La source de son esprit et de son imagination était dans son cœur, par conséquent fort différente de celle qui n'était que dans la tête de ses adversaires, et sa candeur donnait beau jour à la malignité.
J'ai beaucoup examiné Lavater par les lunettes de ses amis, par celles de ses ennemis et par les miennes; en voici le résultat, au moins pour ma persuasion.
Si on accorde aux actions plus de valeur qu'aux paroles et aux écrits, Lavater a été l'homme le plus estimable de son temps; car personne n'a fait plus de bien dans sa sphère que lui en faisait du matin au soir. C'était son métier: il était ouvrier habile et diligent en bienfaisances, mettant toutes ses heures et toutes ses liaisons à profit pour rendre service aux malheureux et pour secourir les indigents.
Comme il n'était nullement riche, car il est mort fort obéré[9], il s'était créé un cercle d'âmes dévotes, qui avait l'air d'une secte, mais qui se distinguait de toute autre par ses bonnes œuvres et l'amour de Dieu réalisé dans celui du prochain. Depuis, il avait imaginé un atelier de charité, où toutes sortes de petits ouvriers gagnaient du pain à faire mille petites niaiseries ingénieuses et élégantes, qu'il savait vendre à leur profit.
Son talent d'auteur a été le moindre de ses mérites; sa conversation valait mieux, mais ses actions étaient bien au-dessus de l'une et de l'autre. Son ouvrage le plus critiqué est sa «Physionomie.» Il a eu le sort de tous les nouveaux systèmes, de causer d'abord trop d'engouement et de finir par être déchiré sans pitié.
Les mérites principaux de ce livre sont les estampes et le style; mais il me semble qu'on a grand tort de traiter des assertions conjecturales comme des vérités scientifiques. De tous les écrits de Lavater, c'est son «Journal» qui, à mon gré, lui a fait le plus d'honneur. Il contient des confessions d'une âme pure, qui aspire à la plus grande perfection, et une méthode de scruter sa conscience bien instructive, mais bien difficile à pratiquer avec autant de sévérité et d'ouverture de cœur. Il faut être bien juste, pour oser coucher sur le papier toutes ses pensées les plus secrètes, et encore plus, pour les faire imprimer. Je doute qu'aucun des ennemis de Lavater aurait le courage de publier celle qu'il a eue, en l'accusant d'être jésuite. Sa conversation était bien plus agréable que ses écrits; variée par les avantages du discours animé, elle devenait particulièrement touchante et pleine d'onction, quand il s'agissait d'instruire ou de consoler.

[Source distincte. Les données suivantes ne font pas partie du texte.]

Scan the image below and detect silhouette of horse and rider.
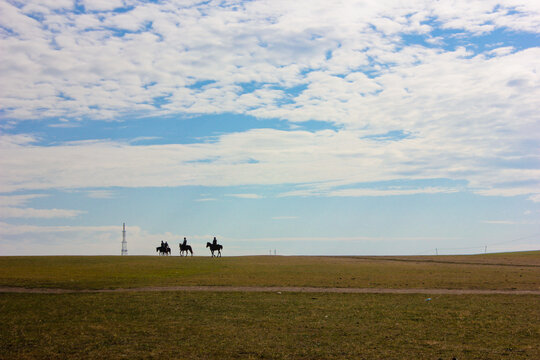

De plus, elle était extrêmement nourrie, étant concentrée par l'économie que Lavater mettait à son loisir, et infiniment instructive, agréable et variée par la multiplicité de ses connaissances et par son goût exquis dans les arts.
Je n'ai guères rencontré quelqu'un qui m'ait donné plus de satisfaction que lui, en dissertant sur la peinture. Il avait un sentiment si profond de la beauté, un coup d'œil si juste et un tact si délicat, que j'en ai été émerveillé de la part d'un homme qui n'avait jamais été ni en France, ni en Italie.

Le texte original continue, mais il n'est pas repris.